The golden age of British satire

The golden age of British satire

Uproar! Satire, Scandal and Printmakers in Georgian London, by Alice Loxton (Icon Books, £25.00).

Felix M. Larkin

When Martyn Turner skewers today’s politicians in his cartoons for The Irish Times, he is following in a rich tradition of visual satire that stretches back into the late 18th Century.

The early years of such satire in Britain – the period from the 1780s to c.1820 – is the subject of this brilliant book. That period is described by the book’s author, Alice Loxton, as “the golden age of British satire” and her focus is on the three leading practitioners of the art of visual satire in the period: James Gillray (1756-1815), Thomas Rowlandson (1757-1827) and Isaac Cruikshank (1764-1811).

Unlike today’s cartoons, their work was published and sold as prints on single sheets of about A3 size – artefacts in their own right, as distinct from featuring in a newspaper or magazine. They were sold through specialist print shops, and Loxton tells us that “completed prints would be displayed in the multi-paned bow windows of print seller shops’.”

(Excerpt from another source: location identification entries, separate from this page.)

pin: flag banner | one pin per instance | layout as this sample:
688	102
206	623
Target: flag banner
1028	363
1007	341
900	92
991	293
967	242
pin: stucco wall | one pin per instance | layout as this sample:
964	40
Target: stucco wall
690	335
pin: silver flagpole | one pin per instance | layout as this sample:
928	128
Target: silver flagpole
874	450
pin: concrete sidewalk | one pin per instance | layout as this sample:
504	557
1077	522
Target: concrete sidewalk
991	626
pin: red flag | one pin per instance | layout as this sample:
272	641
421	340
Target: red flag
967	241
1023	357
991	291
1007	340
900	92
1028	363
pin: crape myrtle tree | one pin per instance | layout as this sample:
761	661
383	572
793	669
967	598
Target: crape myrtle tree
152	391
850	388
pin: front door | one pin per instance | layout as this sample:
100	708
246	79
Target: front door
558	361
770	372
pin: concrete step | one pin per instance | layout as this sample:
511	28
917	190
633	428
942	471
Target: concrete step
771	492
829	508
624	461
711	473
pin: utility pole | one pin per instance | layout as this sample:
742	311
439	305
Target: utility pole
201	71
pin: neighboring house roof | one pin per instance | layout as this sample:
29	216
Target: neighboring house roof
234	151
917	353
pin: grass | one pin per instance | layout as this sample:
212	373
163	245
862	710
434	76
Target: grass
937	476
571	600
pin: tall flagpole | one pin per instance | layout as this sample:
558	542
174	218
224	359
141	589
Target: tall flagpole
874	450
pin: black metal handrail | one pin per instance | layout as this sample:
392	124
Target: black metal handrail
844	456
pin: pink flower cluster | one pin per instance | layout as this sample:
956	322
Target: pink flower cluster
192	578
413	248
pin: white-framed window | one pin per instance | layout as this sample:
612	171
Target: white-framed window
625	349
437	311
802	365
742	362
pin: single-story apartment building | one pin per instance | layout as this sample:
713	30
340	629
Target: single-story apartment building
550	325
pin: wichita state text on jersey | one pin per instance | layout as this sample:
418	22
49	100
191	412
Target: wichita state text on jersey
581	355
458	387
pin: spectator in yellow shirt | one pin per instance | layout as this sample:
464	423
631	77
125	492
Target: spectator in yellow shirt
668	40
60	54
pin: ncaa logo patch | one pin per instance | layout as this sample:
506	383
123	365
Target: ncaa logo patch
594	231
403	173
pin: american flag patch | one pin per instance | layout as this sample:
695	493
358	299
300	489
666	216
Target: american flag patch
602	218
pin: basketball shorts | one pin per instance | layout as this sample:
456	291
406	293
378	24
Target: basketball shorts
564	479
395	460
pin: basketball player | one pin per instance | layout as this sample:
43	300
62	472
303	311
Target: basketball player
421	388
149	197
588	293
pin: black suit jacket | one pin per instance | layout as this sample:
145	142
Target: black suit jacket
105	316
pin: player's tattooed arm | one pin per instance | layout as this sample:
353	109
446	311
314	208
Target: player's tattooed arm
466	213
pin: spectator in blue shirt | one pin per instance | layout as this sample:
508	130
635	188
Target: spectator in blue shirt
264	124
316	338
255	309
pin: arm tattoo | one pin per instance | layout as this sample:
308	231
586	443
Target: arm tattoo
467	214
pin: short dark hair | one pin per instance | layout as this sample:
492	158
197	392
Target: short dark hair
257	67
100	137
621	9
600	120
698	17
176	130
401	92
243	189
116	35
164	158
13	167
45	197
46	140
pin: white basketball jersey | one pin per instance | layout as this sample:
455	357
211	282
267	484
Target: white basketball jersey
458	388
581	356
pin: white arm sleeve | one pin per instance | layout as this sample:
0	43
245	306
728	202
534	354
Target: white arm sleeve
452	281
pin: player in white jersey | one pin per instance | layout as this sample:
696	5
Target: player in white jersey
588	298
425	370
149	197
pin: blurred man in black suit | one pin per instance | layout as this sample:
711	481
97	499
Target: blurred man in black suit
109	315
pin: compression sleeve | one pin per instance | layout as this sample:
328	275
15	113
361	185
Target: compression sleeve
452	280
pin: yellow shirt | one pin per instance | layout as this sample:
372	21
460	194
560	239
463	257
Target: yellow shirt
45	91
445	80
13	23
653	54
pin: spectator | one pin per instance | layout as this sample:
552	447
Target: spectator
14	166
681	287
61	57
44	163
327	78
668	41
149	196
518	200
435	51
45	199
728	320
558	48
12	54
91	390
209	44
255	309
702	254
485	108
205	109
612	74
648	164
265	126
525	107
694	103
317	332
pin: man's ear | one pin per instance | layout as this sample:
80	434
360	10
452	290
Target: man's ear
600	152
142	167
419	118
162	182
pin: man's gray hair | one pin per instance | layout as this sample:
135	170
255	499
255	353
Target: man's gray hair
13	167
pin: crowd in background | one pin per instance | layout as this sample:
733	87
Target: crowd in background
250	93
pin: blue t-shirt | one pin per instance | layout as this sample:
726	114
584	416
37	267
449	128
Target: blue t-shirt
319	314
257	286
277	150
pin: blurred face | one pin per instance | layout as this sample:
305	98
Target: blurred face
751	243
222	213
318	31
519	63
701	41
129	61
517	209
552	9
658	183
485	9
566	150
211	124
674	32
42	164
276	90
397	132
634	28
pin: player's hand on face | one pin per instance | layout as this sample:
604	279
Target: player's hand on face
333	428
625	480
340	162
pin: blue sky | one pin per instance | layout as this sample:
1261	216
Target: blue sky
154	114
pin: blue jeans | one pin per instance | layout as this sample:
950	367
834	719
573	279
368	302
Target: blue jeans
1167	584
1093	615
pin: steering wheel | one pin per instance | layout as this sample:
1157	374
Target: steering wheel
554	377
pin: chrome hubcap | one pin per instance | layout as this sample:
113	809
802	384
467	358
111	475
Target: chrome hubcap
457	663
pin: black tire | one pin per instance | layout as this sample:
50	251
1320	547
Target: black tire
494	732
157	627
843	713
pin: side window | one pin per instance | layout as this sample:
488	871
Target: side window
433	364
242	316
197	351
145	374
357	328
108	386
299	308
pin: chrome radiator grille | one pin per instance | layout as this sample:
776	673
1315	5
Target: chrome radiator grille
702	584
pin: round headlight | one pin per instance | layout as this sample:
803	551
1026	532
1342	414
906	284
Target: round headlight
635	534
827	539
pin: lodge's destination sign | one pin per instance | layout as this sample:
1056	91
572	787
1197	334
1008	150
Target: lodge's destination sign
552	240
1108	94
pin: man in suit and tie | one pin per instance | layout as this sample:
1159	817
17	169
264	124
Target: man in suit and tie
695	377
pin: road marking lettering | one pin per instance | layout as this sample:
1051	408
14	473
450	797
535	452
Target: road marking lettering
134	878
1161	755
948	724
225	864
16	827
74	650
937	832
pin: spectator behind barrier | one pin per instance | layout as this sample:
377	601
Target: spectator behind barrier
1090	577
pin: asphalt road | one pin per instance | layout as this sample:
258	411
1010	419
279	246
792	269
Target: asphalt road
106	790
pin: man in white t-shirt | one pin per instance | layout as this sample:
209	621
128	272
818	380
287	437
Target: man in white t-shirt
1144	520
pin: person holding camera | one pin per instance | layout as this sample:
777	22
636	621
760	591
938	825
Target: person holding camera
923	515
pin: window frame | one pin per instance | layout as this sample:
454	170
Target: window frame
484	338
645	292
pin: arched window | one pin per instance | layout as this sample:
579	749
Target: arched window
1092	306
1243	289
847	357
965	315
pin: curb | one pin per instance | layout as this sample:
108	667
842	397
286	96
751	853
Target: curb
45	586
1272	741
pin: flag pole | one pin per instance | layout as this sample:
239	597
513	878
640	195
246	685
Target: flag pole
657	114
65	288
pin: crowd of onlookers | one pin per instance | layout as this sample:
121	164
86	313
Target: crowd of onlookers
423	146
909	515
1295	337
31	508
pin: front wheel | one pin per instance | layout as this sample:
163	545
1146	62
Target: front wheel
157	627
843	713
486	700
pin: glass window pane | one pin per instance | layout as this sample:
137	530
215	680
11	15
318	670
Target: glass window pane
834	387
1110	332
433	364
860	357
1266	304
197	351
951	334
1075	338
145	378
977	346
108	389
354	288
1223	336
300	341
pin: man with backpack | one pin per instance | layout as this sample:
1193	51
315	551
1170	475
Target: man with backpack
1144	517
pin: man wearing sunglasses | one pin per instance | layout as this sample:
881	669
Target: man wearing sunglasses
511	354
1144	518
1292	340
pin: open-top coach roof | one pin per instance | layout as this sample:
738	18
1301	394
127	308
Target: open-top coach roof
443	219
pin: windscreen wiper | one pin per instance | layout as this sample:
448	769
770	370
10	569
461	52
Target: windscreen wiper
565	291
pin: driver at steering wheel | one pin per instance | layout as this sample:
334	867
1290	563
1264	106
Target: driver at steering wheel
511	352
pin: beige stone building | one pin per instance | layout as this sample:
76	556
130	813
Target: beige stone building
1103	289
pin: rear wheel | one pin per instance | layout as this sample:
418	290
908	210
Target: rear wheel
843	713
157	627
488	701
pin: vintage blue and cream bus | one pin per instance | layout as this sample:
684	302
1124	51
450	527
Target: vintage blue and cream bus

She notes that “print shops were fashionable meeting places” and “as important to London’s fabric as the bustle of a coffee house or the gentle curve of the Thames”. In 1790, the typical price of a cartoon was one shilling for a plain print and two shillings for a coloured one. The coloured cartoons were hand-painted after they rolled off the printing-press.

The cartoons were often drawn to order, to serve as propaganda for one side or another in a political controversy. This was a time of acute rivalry between Whigs and Tories in Britain, represented by Charles James Fox and William Pitt the Younger respectively. Their rivalry was, in Loxton’s words, “more than worthy of the satirist’s pen” – but it was a pen for hire.

Polar opposites

Loxton records that cartoonists “regularly switched between political sides, sometimes arguing for polar opposites within the same week”. A cartoon would even be commissioned on occasion in reply to an earlier one, thus setting up a contest in humour among warring factions. Working to order, however, did not compromise what Loxton calls “the insuppressibly creative spirit” of Gillray, Rowlandson and Cruikshank.

One might have expected these cartoonists to be sympathetic to the radical ideas of the French revolution, but as Paris descended into an orgy of bloodshed in the 1790s and then succumbed to the autocracy of Napoleon, they rallied to support the status quo in Britain and, for example, celebrated in their cartoons the victories of Nelson over the French in the Battle of the Nile and at Trafalgar.

This was, of course, what the government wanted – and probably paid them for. Napoleon was a particular target of the cartoonists, and Gillray is credited with creating the myth of Napoleon as a small man – by caricaturing him repeatedly as “Little Boney”. In reality, Napoleon was of average height for his time – about five feet six inches. According to Loxton, Napoleon later claimed that Gillray’s prints did him more damage than a dozen British generals.


The rival ambitions of Napoleon and his British enemies for world domination inspired what Loxton calls Gillray’s “most enduring work” in 1805. This is a cartoon entitled “The Plumb-pudding in danger”, and it depicts the British prime minister, Pitt, with Little Boney at dinner.

They are tucking into an enormous steaming plumb-pudding in the shape of the globe and are dividing it between themselves – France, Spain and most of the rest of Europe for Napoleon; the Americas and the West Indies for Britain. The caption is adapted from Shakespeare: “the great Globe itself and all which it inherits is too small to satisfy such insatiable appetites”. It is a cartoon very much in the modern mode, lampooning everyone – not peddling a particular line.

Single-sheet cartoons became obsolete when technological advances in printing facilitated the production of illustrated newspapers and magazines for a mass market. Magazines such as Punch, founded in 1841, would thus monopolise visual satire in Britain for the rest of the 19th Century.


This book is recommended reading for everyone who appreciates satirical humour – and who does not appreciate it? It is written in a lively style that complements the author’s evident enthusiasm for the subject matter. Many of the particular cartoons that she references are reproduced in the volume, but in most instances they are unfortunately so small that it is difficult to make out the rich detail in them or to read the captions. This is my only criticism of what is a very fine book by a promising young scholar.